Docking covalent targets for drug discovery: stimulating the computer-aided drug design community of possible pitfalls and erroneous practices.

Autor: Oyedele AK; Computational Biology/Drug Discovery Laboratory, Department of Biochemistry, Ladoke Akintola University of Technology, Ogbomoso, Nigeria.; Department of Chemistry, University of New Haven, West Haven, CT, USA., Ogunlana AT; Computational Biology/Drug Discovery Laboratory, Department of Biochemistry, Ladoke Akintola University of Technology, Ogbomoso, Nigeria., Boyenle ID; Computational Biology/Drug Discovery Laboratory, Department of Biochemistry, Ladoke Akintola University of Technology, Ogbomoso, Nigeria. idboyenle@student.lautech.edu.ng.; Department of Chemistry and Biochemsitry, University of Maryland, Maryland, USA. idboyenle@student.lautech.edu.ng.; College of Health Sciences, Crescent University, Abeokuta, Nigeria. idboyenle@student.lautech.edu.ng., Adeyemi AO; Department of Medical Laboratory Technology, Lagos State College of Health, Lagos, Nigeria., Rita TO; Department of Medical Laboratory Technology, Lagos State College of Health, Lagos, Nigeria., Adelusi TI; Computational Biology/Drug Discovery Laboratory, Department of Biochemistry, Ladoke Akintola University of Technology, Ogbomoso, Nigeria., Abdul-Hammed M; Department of Pure and Applied Chemistry, Ladoke Akintola University of Technology, Ogbomoso, Nigeria., Elegbeleye OE; Computational Biology/Drug Discovery Laboratory, Department of Biochemistry, Ladoke Akintola University of Technology, Ogbomoso, Nigeria., Odunitan TT; Department of Biochemistry, Ladoke Akintola University of Technology, Ogbomoso, Nigeria.
Jazyk: angličtina
Zdroj: Molecular diversity [Mol Divers] 2023 Aug; Vol. 27 (4), pp. 1879-1903. Date of Electronic Publication: 2022 Sep 04.
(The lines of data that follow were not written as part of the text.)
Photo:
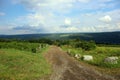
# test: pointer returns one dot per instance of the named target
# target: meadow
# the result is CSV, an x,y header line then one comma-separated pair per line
x,y
99,54
18,61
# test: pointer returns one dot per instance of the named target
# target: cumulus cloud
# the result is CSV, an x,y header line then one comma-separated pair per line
x,y
106,18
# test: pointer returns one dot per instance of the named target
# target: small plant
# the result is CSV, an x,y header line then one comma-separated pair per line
x,y
33,50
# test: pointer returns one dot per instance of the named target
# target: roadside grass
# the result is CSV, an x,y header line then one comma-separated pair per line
x,y
99,54
22,65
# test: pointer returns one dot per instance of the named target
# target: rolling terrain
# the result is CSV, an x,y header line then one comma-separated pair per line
x,y
103,37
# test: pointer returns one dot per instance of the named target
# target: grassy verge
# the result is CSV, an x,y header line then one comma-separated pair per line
x,y
22,65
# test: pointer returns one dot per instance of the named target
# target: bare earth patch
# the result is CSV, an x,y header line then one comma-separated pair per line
x,y
67,68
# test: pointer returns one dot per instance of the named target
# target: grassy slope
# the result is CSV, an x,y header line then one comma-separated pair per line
x,y
22,65
99,55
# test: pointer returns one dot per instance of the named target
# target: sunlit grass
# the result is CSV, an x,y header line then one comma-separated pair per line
x,y
22,65
99,54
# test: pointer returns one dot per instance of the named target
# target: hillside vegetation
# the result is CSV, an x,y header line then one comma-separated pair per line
x,y
19,62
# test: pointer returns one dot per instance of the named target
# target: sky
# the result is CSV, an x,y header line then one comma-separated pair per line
x,y
59,16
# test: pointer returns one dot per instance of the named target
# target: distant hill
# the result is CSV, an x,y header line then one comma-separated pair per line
x,y
103,37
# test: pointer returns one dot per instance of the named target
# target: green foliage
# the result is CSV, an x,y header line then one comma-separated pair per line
x,y
19,45
33,50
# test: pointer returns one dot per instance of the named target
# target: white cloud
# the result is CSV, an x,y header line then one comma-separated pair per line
x,y
106,18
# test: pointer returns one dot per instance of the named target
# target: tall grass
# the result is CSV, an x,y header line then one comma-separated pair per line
x,y
22,65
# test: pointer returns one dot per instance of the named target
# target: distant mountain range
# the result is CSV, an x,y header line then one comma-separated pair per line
x,y
103,37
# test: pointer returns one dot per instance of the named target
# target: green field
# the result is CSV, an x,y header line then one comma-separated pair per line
x,y
99,54
22,65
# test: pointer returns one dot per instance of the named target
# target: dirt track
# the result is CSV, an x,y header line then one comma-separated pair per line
x,y
67,68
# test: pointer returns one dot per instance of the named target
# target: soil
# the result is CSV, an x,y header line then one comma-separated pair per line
x,y
67,68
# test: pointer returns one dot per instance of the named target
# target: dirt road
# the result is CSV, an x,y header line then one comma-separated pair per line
x,y
67,68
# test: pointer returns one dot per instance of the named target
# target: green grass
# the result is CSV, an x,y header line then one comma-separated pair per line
x,y
99,54
22,65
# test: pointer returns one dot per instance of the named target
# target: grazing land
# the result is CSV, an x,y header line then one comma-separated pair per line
x,y
17,64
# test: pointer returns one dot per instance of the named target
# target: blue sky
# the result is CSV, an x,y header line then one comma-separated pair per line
x,y
59,16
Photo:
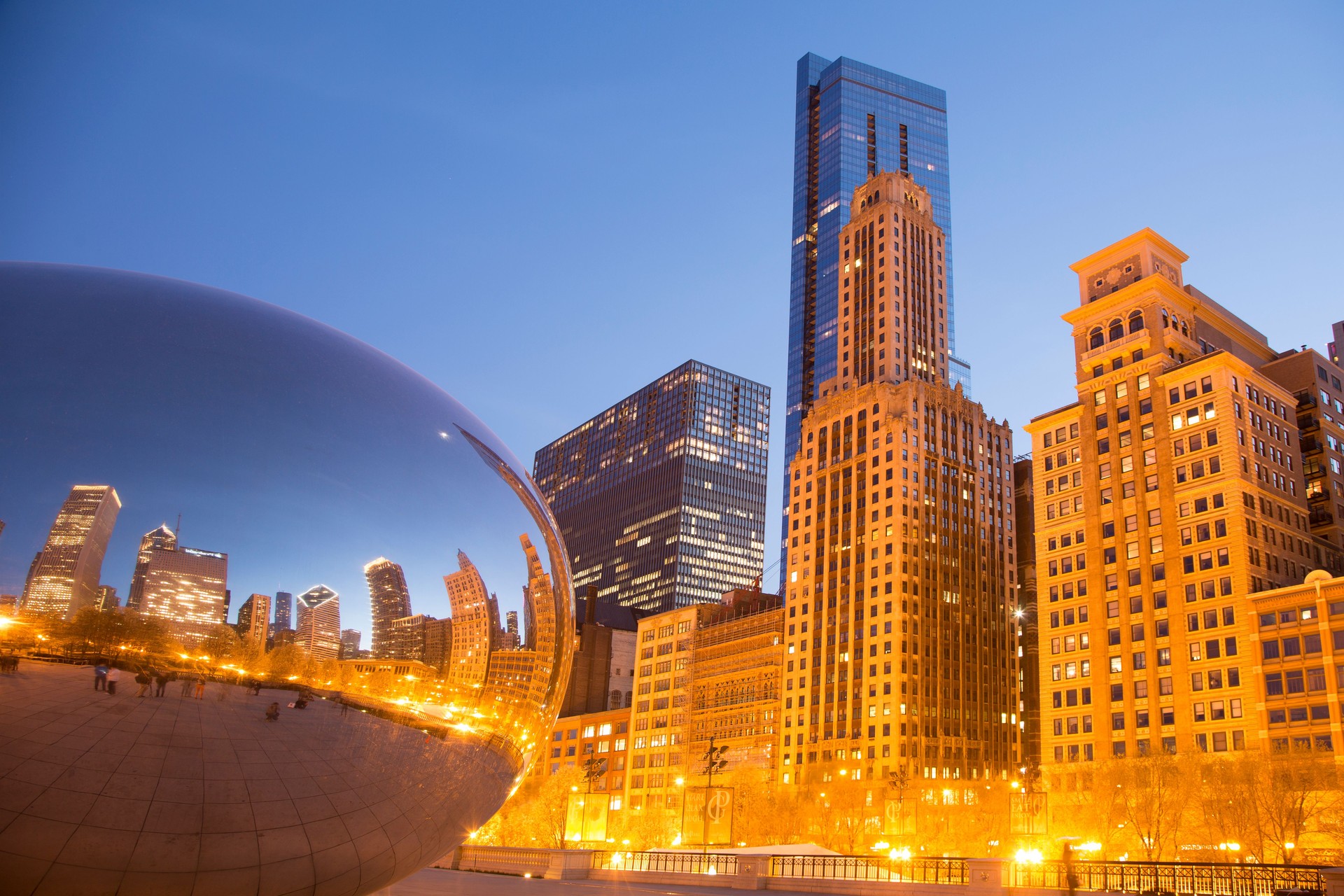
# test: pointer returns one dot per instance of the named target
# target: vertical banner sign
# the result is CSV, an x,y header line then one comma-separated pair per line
x,y
707,817
585,818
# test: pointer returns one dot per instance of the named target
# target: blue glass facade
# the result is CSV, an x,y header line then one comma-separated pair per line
x,y
853,120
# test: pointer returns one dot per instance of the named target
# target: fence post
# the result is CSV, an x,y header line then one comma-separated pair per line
x,y
988,876
753,872
569,864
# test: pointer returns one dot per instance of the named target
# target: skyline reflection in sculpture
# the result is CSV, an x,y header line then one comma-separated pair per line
x,y
302,463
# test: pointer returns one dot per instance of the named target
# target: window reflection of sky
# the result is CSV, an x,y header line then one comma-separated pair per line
x,y
298,450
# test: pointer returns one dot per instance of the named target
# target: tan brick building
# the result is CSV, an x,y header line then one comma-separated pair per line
x,y
1168,492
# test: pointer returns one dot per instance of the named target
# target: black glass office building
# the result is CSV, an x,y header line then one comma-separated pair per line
x,y
853,121
660,498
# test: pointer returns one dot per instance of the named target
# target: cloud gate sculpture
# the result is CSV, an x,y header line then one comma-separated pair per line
x,y
277,615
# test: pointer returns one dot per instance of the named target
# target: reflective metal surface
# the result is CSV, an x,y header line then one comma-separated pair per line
x,y
207,456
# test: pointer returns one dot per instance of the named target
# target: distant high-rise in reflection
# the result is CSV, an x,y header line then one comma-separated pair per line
x,y
284,612
388,601
253,617
162,539
65,575
319,622
470,625
186,587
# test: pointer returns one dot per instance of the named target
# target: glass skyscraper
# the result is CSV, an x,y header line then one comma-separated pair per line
x,y
853,121
662,496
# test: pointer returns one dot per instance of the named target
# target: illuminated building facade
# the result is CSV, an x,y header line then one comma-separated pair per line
x,y
470,653
737,673
108,598
853,121
1297,649
319,622
603,676
660,720
704,671
592,735
162,539
388,601
438,644
662,498
65,575
186,587
405,638
901,589
1028,622
254,617
1316,383
1164,496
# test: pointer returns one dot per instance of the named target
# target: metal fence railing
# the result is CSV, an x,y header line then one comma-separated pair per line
x,y
916,871
504,860
1158,879
670,862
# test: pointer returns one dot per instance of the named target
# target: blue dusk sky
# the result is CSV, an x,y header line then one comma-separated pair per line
x,y
542,207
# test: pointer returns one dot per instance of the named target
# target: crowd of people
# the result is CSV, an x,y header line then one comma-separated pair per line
x,y
106,675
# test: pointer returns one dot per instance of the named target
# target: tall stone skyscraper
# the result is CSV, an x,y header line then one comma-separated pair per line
x,y
901,577
851,122
65,577
388,601
319,622
660,498
1171,491
253,617
162,539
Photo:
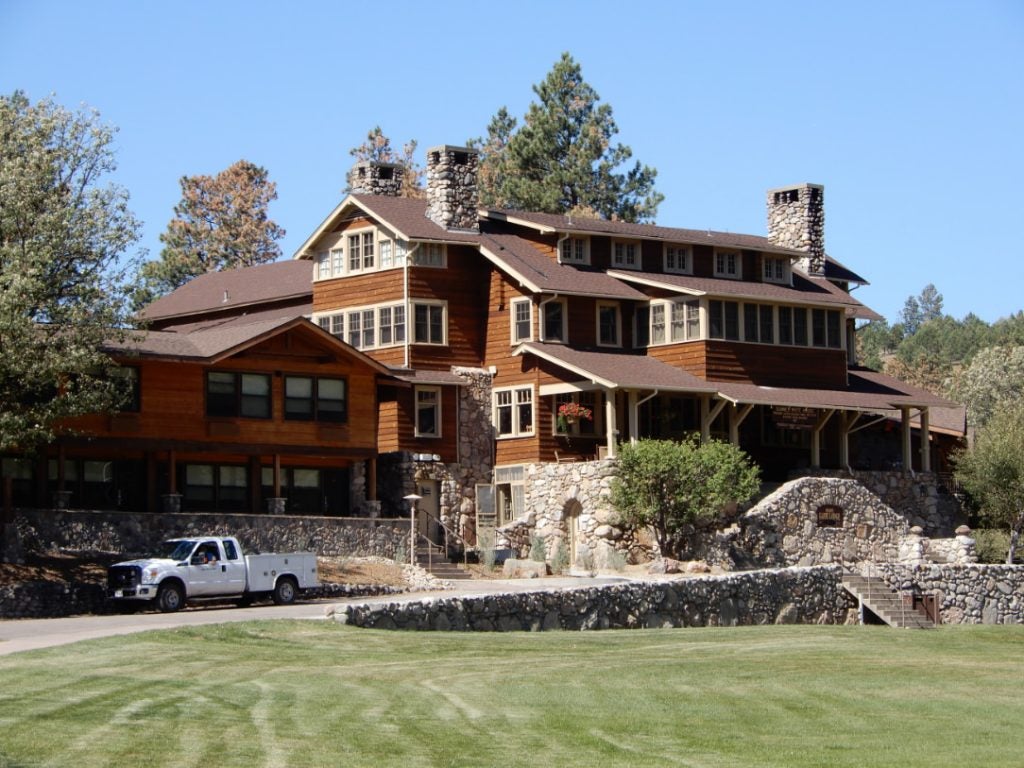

DOI: 10.1007/s11030-022-10523-4
Abstrakt: The continuous approval of covalent drugs in recent years for the treatment of diseases has led to an increased search for covalent agents by medicinal chemists and computational scientists worldwide. In the computational parlance, molecular docking which is a popular tool to investigate the interaction of a ligand and a protein target, does not account for the formation of covalent bond, and the increasing application of these conventional programs to covalent targets in early drug discovery practice is a matter of utmost concern. Thus, in this comprehensive review, we sought to educate the docking community about the realization of covalent docking and the existence of suitable programs to make their future virtual-screening events on covalent targets worthwhile and scientifically rational. More interestingly, we went beyond the classical description of the functionality of covalent-docking programs down to selecting the 'best' program to consult with during a virtual-screening campaign based on receptor class and covalent warhead chemistry. In addition, we made a highlight on how covalent docking could be achieved using random conventional docking software. And lastly, we raised an alert on the growing erroneous molecular docking practices with covalent targets. Our aim is to guide scientists in the rational docking pursuit when dealing with covalent targets, as this will reduce false-positive results and also increase the reliability of their work for translational research.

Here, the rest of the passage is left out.